Come scrive Insider Over l'esposizione degli istituti di credito spagnoli è da brividi: 62 miliardi di euro, ovvero più dei crediti vantati da Francia (29 miliardi), Germania (11 miliardi), Italia (8,7 miliardi) e Regno Unito (12 miliardi) messi insieme. Un enorme macigno che pesa sulle ambizioni di Madrid in Nord Africa, dove gli spagnoli sono sempre più in competizione con l’Italia. I cugini iberici stanno moltiplicando gli sforzi diplomatici in Egitto, Algeria e soprattutto in Libia, dove Roma deve già difendersi dalle iniziative francesi. Vale la pena ricordare che nel 2019, le importazioni di petrolio della Spagna dalla Libia hanno raggiunto il record di 170 mila barili al giorno, diventando il terzo fornitore di petrolio del paese europeo. Il ruvido intervento della Turchia sottolinea Insider Over,a sostegno del Governo di accordo nazionale di Tripoli ha cambiato il corso della guerra civile libica e ora l’intera Tripolitania sembra essere sotto il giogo di Erdogan. Per assicurarsi le risorse petrolifere libiche, Madrid deve smarcarsi dai dettami della Turchia in Libia, ma al tempo stesso non può permettersi uno scontro frontale con Ankara, alleato nella Nato e soprattutto debitore ad alto rischio insolvenza

Esiste anche sulla questione Turchia / Ue un altro problema ..la sua insistenza di entrare nella Ue,che oltre i conflitti creati con Cipro Grecia Siria Libia Armenia, con criticità maggiori, c'è quella culturale in una sua eventuale entrata nel Europa, soprattutto quella del ruolo della religione in Turchia. Se il Paese entrasse nell’Ue, sarebbe, con la Germania, il più importante dal punto di vista demografico e, dunque, avrebbe un’influenza rilevante negli organismi europei, dove il suo volto islamista potrebbe confliggere con le vocazioni Ue democratiche e laiche.
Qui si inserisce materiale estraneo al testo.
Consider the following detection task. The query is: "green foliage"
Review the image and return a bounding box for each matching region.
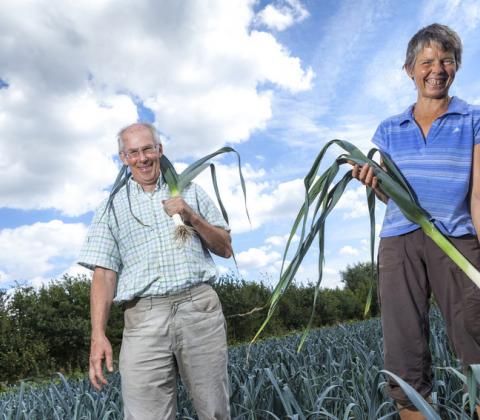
[0,266,376,386]
[340,262,380,318]
[0,276,123,383]
[0,311,478,420]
Inoltre, la Turchia, per la sua collocazione geografica, potrebbe coinvolgere l’Ue in contrasti etnici ed energetici. 

Intanto questi giorni la Grecia e la Turchia sono stati colpiti dal terremoto devastante al largo dell'isola di Samos in Grecia, ma danni e morti soprattutto in Turchia. Quando la terra ha cominciato a tremare, nuvole di polvere scura hanno coperto il cielo sopra Smirne, mentre le onde di un mini-tsunami travolgevano negozi e abitazioni sulla costa turca. Una forte scossa di terremoto, di magnitudo 7.0, ha colpito nelle prime ore del pomeriggio le profondità del mar Egeo, circa 14 km al largo dell'isola greca di Samos. Almeno 19 persone sono morte - 17 in Turchia, due in Grecia - e più di 700 sono rimaste ferite a causa di un terremoto di magnitudo 6.6 che venerdì ha causato il crollo di edifici nella città turca di Izmir (Smirne), nella regione dell'Egeo (ad ovest del paese), e ha scosso diverse isole nel sud-est della Grecia, secondo gli ultimi bilanci delle autorità di entrambi i paesi.